End users might start switching from gas to oil products, especially diesel, as a result of this. However, there are hazards involved because most of the region's diesel fuel is supplied by Russia, and the cost of fuel for drivers who rely on it is anticipated to increase.

According to Hiroyuki Kikukawa, general manager of research at Nissan (OTC:NSANY) Securities, "higher gas prices, prompted by Russia's gas squeeze, could lead to increased switching to crude from gas and support oil prices."

Since Russia's invasion of Ukraine on February 24—which Moscow refers to as a "special military operation"—a combination of Western sanctions and payment disagreements with Russia has interrupted Europe's supplies of petroleum, oil products, and gas.

Nevertheless, prices have been pressured by decreased demand brought on by recent spikes in oil and fuel prices as well as expectations of an increase in interest rates in the US.

"A tug-of-war between fears of weakening supply risk owing to the protracted Russia-Ukraine conflict and fears of declining demand due to the economic downturn despite rising U.S. interest rates will likely persist for some time," Kikukawa said, forecasting WTI to trade in a band around $100 a barrel.

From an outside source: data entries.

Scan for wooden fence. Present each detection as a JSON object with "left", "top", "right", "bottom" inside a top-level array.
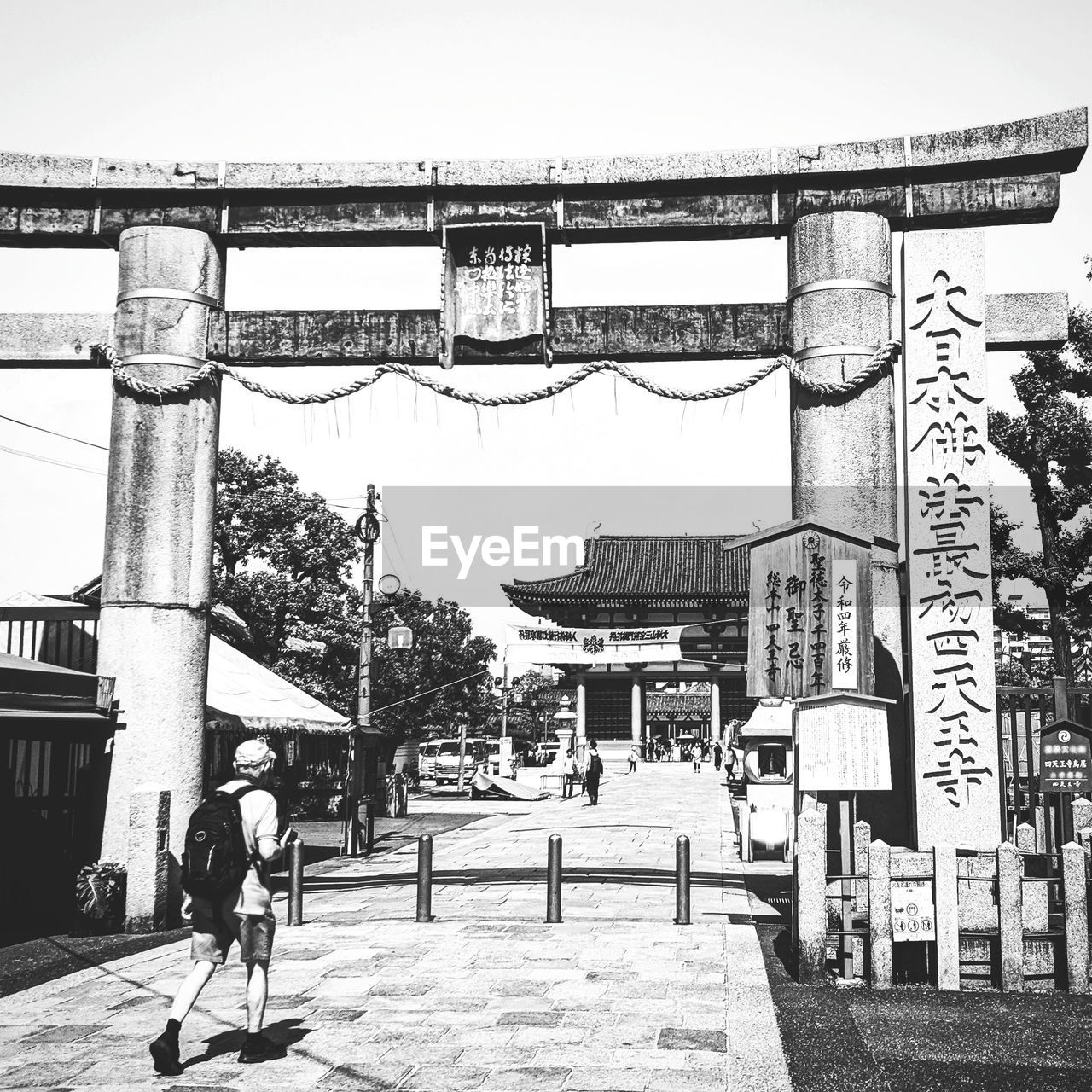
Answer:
[{"left": 794, "top": 799, "right": 1092, "bottom": 994}]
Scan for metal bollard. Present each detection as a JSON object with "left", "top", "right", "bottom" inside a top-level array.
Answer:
[
  {"left": 675, "top": 834, "right": 690, "bottom": 925},
  {"left": 546, "top": 834, "right": 561, "bottom": 925},
  {"left": 285, "top": 838, "right": 304, "bottom": 925},
  {"left": 417, "top": 834, "right": 433, "bottom": 921},
  {"left": 363, "top": 796, "right": 375, "bottom": 857}
]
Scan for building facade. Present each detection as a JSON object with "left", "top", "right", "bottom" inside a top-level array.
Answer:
[{"left": 503, "top": 535, "right": 756, "bottom": 747}]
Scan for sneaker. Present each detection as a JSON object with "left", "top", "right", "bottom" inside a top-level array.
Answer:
[
  {"left": 239, "top": 1035, "right": 288, "bottom": 1066},
  {"left": 148, "top": 1035, "right": 184, "bottom": 1077}
]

The end of the U.S. central bank's policy meeting on Wednesday is largely anticipated to result in a 75 basis point increase in interest rates. That increase might lessen economic activity, which would affect the rise in fuel consumption.

According to analysts from Haitong Futures, market sentiment is fluctuating between worries about supply-side instability and projections for weaker gasoline demand as a result of the world economy's downward pressure.

As the United States' weakening gasoline demand drags on U.S. crude while Brent is supported by a tight supply, the difference between the European and international oil benchmark Brent and the U.S. benchmark WTI has expanded to levels not seen since June 2019.

According to Jeffrey Halley, senior market analyst at OANDA, "despite the price discount, both contracts have futures curves that remain in deep backwardation, signalling that prompt physical supplies remain tight."

Russian energy policy continues to be unpredictable, sustaining prices, and this is unlikely to change very soon.

On Tuesday, prompt Brent inter-month spreads rose to $5 per barrel, the highest level in the previous three weeks. Prices in the front month are greater than prices in the following months in a backwardated market.